Introduction/Purpose

Ultrasound is the first-line imaging modality for suspected acute cholecystitis. This can be radiology-performed ultrasound or point-of-care ultrasound (POCUS). POCUS can potentially streamline patient assessment in the emergency department (ED). The primary objective was to evaluate the literature for the diagnostic accuracy of POCUS performed for acute cholecystitis in the ED. Secondary objectives were to assess the effect of POCUS operator training on diagnostic accuracy for acute cholecystitis, utility of POCUS measurement of the common bile duct and POCUS impact on resource utilisation.

Methods

A systematic scoping review of articles was conducted using Medline, Embase, CENTRAL and CINAHL. Original studies of adults with POCUS performed for the diagnosis of acute cholecystitis in the ED were included. The study was reported using the Preferred Reporting Items for Systematic Reviews and Meta-Analyses extension for Scoping Reviews checklist (PRISMA-ScR).

Results

A total of 1090 publications were identified. Forty-six met the eligibility criteria. Studies were thematically grouped into categories according to specified objectives. Point-of-care ultrasound was of acceptable but variable accuracy, contributed to by the absence of a consistent reference standard and uniform training requirements. It may positively impact ED resource utilisation through reduced ED length of stay and radiology-performed imaging, whilst improving patient experience.

Conclusion

This review highlights the heterogeneity of existing research, emphasising the need for standardisation of training and reference standards in order to precisely define the utility of POCUS for acute cholecystitis in the ED and its benefits on ED resource utilisation.

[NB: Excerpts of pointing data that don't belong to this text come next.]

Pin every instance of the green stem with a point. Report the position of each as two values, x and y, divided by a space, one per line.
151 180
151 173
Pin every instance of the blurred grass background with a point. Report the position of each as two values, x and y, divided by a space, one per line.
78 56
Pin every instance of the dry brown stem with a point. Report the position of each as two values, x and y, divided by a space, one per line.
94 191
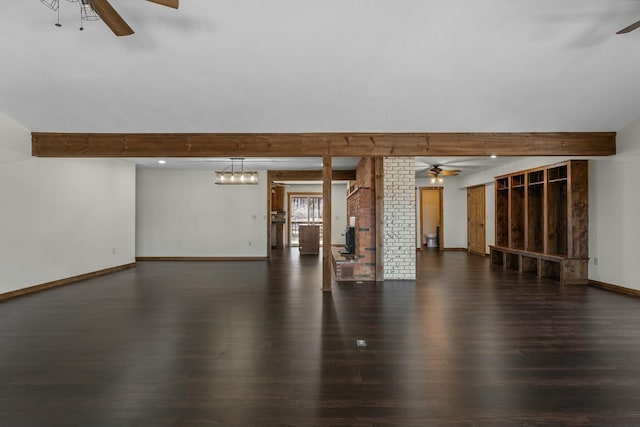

超声是疑似急性胆囊炎的一线成像方式。这可以是放射科实施的超声检查,也可以是护理点超声检查(POCUS)。POCUS 有可能简化急诊科(ED)对患者的评估。该研究的主要目的是评估急诊科对急性胆囊炎进行 POCUS 诊断的文献准确性。次要目标是评估 POCUS 操作员培训对急性胆囊炎诊断准确性的影响、POCUS 测量胆总管的效用以及 POCUS 对资源利用的影响。纳入了对急诊室成人急性胆囊炎诊断进行 POCUS 的原始研究。研究报告采用系统综述和荟萃分析首选报告项目扩展范围综述核对表(PRISMA-ScR)。其中 46 篇符合资格标准。根据特定目标对研究进行了专题分组。由于缺乏统一的参考标准和统一的培训要求,护理点超声检查的准确性可接受但不稳定。这篇综述强调了现有研究的异质性,强调了培训和参考标准标准化的必要性,以便准确定义急诊室急性胆囊炎 POCUS 的效用及其对急诊室资源利用的益处。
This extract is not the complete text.